Read old logs in .gz format


(Simon Risberg) #1

Hi!

I was wondering if it's possible for logstash to read old logs that are in .gz format that are a day old?

Best regards


Buffer Overflow when inputing old logs into logstash
(Magnus Bäck) #2

This isn't supported out of the box (see https://github.com/elastic/logstash/issues/1817). You'll have to uncompress them yourself and delete afterwards.


(Simon Risberg) #3

So I extracted the old log file manually and put it in the same directory as the current log file but of course with a different name. I'm trying to get logstash to read it but it doesn't seem to work. I asked a pretty strange question when I think about it. My question now is as follows: Is logstash capable of reading old log files if I have extracted them manually?

This is how my input part looks like right now. Notice that the last file bracket is the old log file that I'm trying to read in. Is this correct?

file {
  path => "/var/externallogs_maven/request.log"
  type => "nexus-log"
}
file {
  path => "/var/externallogs_maven/nexus.log"
  type => "nexus-log"
}
file {
  path => "/var/externallogs_yum/request.log"
  type => "nexus-log"
}
file {
   path => "/var/externallogs_yum/nexus.log"
   type => "nexus-log"
}
file {
   path => "/var/externallogs_maven/request.log.2015-06-22"
   type => "juni22-log"
}

EDIT: Nope I didn't mess up the time filter. Question still remains.


(Magnus Bäck) #4

Looks good, but make sure the Logstash user has permissions to read the files. IIRC you have to start Logstash with --verbose for it to complain about permission issues when opening files.


(Simon Risberg) #5

Okey this is very strange. I've been messing around with it for a few hours now. This is very very strange. Basically I have a folder with two fresh logs called "nexus.log" and and "request.log" who updates regularly. I have no problem with these. In the same folder I have a few .gz files called "request.log.2015-06-22", "request.log.2015-06-23" etc.. If I unzip "request.log.2015-06-18" logstash reads all the logs from that particular date until today's date. Although it doesn't read the log messages before 08.00 which is very strange for me. I tried during a grep command in the different log files to see that the data was the same and it was. Is there some problem with the time format?


(Magnus Bäck) #6

Wait, my bad.

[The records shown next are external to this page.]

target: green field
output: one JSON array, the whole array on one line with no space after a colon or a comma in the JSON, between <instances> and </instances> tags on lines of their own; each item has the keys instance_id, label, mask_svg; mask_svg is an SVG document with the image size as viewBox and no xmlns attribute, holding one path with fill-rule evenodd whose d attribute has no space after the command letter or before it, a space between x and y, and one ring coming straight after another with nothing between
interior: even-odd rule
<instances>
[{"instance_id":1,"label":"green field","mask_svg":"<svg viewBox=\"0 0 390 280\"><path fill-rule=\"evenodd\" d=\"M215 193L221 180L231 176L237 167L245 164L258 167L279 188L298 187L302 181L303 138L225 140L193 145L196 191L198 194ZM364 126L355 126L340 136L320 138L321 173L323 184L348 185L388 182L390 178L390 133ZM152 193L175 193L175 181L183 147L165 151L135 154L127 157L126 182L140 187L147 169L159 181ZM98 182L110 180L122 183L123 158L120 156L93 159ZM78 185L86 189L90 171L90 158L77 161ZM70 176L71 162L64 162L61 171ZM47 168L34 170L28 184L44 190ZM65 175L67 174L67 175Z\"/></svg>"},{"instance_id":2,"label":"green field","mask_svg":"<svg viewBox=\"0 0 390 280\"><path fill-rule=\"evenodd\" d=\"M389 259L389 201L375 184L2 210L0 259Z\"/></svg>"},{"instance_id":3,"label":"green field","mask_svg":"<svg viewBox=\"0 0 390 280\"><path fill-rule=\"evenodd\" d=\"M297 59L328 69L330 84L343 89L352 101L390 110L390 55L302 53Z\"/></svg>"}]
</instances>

I forgot to mention that you need start_position => "beginning" for Logstash to consider reading files from the beginning instead of just tailing them. The tricky thing here (that many people miss in the fine print) is that this only applies to unseen files (i.e. files for which Logstash doesn't have a sincedb entry), and your files aren't unseen at this point. Either recreate each file by copying it or delete the corresponding sincedb file. You'll find those files in ~logstash with the first column of each line being the inode number of the file. You can find that in the output of ls -li.


(Simon Risberg) #7

Thank you. Will come back to you if it doesn't work but it seems like it will solve my problem. Although it never read the file from the beginning in the first place.


(Simon Risberg) #8

The thing is I'm running logstash from inside of a docker container. Doesn't that mean that I actually don't need to delete anything because the docker container doesn't remember indexing all those log files when I switch it off and on again?


(system) #9